Very possibly, in all of these cases, special care must be taken. The recipients of the honor must always remind themselves to retain their humility and pay no heed to the honor being received. They must keep in mind that the honor is for their position but not because they are superior. With these precautions in place, it is possible to receive the honor and yet avoid its normally detrimental fallout.

The point should however be made that not all embarrassment should be avoided at all costs. The prophet Yechezkel (Ezekiel) is referred to in the Torah as Yechezkel son of Buzi. “Buzi,” the Midrash (Yalkut Shimoni on Yechezkel 1:3) writes, is a derivative of the Hebrew word “Baz” which means embarrassment. Buzi was attached to Yechezkel’s name to connote that he was often embarrassed. Clearly, Yechezkel was being extolled for the fact that he endured humiliation in order to perform G-d’s work.

Yechezkel’s ongoing embarrassment at the hands of others was praised. Yet, the incident with Yisro suggests that even a one-time incidence of personal embarrassment should be avoided. What is correct?

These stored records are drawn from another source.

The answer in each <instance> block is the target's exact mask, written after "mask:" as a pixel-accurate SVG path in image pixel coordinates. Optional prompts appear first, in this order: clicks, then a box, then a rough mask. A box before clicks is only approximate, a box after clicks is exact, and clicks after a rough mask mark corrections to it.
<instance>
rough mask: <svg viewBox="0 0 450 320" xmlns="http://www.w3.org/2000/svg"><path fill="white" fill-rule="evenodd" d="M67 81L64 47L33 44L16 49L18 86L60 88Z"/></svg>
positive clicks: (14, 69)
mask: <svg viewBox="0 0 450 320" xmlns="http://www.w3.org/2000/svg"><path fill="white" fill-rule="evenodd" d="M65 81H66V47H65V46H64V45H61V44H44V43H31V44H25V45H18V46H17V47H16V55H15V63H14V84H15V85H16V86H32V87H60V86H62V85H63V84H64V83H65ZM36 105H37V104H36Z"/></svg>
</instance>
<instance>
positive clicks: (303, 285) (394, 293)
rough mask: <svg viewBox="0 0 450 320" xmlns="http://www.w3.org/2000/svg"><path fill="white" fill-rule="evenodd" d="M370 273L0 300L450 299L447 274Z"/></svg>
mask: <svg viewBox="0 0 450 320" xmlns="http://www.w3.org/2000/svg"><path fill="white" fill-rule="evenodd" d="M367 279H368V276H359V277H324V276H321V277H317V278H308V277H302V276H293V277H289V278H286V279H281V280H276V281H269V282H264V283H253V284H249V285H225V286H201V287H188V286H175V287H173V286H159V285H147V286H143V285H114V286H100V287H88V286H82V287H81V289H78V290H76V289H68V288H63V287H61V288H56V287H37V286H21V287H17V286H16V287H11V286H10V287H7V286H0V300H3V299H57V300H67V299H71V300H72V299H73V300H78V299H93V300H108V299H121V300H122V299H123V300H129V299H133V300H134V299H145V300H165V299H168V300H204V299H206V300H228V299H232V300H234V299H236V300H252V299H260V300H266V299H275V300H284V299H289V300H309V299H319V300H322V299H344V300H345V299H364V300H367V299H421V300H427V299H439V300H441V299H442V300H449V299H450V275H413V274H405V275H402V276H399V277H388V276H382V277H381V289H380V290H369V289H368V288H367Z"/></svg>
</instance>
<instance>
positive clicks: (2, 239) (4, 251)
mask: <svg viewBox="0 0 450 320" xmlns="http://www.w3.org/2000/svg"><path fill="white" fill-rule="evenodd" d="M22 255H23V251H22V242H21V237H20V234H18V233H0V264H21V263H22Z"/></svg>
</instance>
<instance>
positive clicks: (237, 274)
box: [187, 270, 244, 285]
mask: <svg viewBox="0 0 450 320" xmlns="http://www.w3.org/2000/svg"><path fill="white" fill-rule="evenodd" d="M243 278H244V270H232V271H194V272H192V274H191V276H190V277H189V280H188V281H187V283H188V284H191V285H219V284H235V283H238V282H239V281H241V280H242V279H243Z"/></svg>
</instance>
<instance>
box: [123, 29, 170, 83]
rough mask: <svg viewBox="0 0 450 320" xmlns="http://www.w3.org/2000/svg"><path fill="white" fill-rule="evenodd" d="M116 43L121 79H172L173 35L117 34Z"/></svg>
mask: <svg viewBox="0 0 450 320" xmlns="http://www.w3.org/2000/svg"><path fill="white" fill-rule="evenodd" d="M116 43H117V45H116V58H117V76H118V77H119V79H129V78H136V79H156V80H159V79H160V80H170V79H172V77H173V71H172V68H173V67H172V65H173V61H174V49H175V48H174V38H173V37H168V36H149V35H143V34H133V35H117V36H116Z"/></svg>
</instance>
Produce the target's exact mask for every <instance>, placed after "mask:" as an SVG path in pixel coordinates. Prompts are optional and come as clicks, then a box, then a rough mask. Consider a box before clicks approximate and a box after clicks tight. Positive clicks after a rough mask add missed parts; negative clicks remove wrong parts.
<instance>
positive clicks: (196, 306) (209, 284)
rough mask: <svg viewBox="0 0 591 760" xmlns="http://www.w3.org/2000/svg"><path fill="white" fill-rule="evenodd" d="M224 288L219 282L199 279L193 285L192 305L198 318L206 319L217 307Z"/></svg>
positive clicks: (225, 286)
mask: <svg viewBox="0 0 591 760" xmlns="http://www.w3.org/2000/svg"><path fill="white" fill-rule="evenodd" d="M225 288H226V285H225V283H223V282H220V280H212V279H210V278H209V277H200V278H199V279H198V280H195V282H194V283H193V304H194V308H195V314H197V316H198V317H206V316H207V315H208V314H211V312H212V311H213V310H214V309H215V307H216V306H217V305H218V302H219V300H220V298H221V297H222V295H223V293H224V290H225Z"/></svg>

In truth, these two sources are not contradictory. There are times when, depending on how it is performed, the same deed either will or will not earn the ridicule of others. In such cases, one should make certain to act in a way that will preclude the ridicule. Yitro was about to visit the camp of the Jews, no matter what. But he attempted to do it in a way that wojuld not prove embarrassing to him.

But there are other times when a person’s perfectly appropriate and righteous deeds will end up being scorned by others. In such cases, one should persevere despite the inevitable embarrassment. Like Yechezkel, one must be mindful of pleasing G-d and unmindful about pleasing fools and evildoers.

For that, Yechezkel earned G-d’s everlasting honor.